Steinn and Solrun have since married, and had children, but after meeting on the balcony they begin an email correspondence, one that leads to a discussion of spiritual beliefs, science, cosmic consciousness, and also, eventually, the mysterious event they had vowed to leave behind them. They have quite different views on all of these topics. But as the correspondence progresses, they seem to draw nearer to each other's position, and they also come closer to facing what troubles them most about their shared past.

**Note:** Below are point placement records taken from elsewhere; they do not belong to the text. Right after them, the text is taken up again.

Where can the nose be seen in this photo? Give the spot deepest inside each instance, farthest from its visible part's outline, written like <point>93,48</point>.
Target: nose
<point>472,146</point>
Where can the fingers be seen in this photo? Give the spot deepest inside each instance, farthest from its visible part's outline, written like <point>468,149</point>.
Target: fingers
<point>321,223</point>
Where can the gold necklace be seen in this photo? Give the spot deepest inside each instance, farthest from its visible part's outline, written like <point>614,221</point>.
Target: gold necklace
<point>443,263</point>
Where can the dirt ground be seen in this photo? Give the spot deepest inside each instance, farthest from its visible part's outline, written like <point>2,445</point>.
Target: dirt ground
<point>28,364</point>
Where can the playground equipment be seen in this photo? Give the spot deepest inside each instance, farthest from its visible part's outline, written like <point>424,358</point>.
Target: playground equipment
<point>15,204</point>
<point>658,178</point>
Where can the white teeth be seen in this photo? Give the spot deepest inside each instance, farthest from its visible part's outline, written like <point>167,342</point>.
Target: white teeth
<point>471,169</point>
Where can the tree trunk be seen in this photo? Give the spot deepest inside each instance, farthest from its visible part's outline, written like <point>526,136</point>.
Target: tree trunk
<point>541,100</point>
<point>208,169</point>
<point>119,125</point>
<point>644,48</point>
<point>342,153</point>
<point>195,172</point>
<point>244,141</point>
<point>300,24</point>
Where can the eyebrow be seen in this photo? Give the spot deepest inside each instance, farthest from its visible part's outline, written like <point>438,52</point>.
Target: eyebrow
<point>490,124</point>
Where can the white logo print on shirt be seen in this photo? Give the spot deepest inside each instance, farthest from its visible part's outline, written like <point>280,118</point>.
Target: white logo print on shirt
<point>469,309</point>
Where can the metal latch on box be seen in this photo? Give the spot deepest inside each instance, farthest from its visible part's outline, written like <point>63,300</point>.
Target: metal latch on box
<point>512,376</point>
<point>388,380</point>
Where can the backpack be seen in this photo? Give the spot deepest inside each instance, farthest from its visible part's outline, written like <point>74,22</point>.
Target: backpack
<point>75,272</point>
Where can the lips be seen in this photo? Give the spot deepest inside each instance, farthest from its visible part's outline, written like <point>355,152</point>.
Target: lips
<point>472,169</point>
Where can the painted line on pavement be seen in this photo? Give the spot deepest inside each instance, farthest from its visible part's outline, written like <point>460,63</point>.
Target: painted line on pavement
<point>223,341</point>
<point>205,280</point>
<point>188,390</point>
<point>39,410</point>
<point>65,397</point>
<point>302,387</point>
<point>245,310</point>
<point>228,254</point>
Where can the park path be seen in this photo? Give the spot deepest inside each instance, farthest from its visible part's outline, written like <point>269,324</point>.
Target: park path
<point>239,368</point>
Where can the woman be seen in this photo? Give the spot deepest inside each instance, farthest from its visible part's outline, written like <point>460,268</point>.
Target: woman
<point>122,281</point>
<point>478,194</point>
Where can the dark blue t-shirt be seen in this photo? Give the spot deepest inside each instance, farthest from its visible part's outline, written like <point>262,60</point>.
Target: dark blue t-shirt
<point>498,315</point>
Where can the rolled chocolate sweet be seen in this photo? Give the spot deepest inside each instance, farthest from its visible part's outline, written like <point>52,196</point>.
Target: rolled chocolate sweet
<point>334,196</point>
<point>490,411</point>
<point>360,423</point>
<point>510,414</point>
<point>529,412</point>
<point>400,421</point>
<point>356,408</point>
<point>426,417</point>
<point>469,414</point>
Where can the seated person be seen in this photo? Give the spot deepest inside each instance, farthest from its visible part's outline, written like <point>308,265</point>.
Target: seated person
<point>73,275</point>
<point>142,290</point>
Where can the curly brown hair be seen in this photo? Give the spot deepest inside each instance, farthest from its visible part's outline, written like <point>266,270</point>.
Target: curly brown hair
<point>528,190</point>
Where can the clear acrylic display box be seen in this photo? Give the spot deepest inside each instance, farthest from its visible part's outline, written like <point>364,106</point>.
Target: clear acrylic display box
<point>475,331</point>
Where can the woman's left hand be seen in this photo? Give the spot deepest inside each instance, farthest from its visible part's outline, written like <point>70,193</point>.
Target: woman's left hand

It's a thrilling and beautiful work. Like Sophie's World, the novel is a vehicle for philosophical and scientific ideas, but the characterization of Steinn and Solrun is rich and humane: thirty years on, they are still in love, and as unable to escape their feelings for each other as they are the event that divided them. They have never recovered from their break-up, and at the same time they have never really broken up.

The ideas are wide-ranging, but arise naturally through the relationship between the characters. Stein is a scientist who explains the past and his beliefs through the material language of his field, which is climate change; Solrun is convinced that there is life for the soul after death, and wants Stein to believe in something that science doesn't acknowledge.

I got to meet Jostein Gaarder at the opening night of the festival, and the two of us tried not to discuss the novel in too much detail, as far as we could saving the best for tomorrow. But I'm hoping the session will be as much fun as our conversation on the opening night, because the topics deserve it: the relationship between environment and spirituality, storytelling and perception, and love and belief.

Jostein's certainly managed to bring these together in his novel.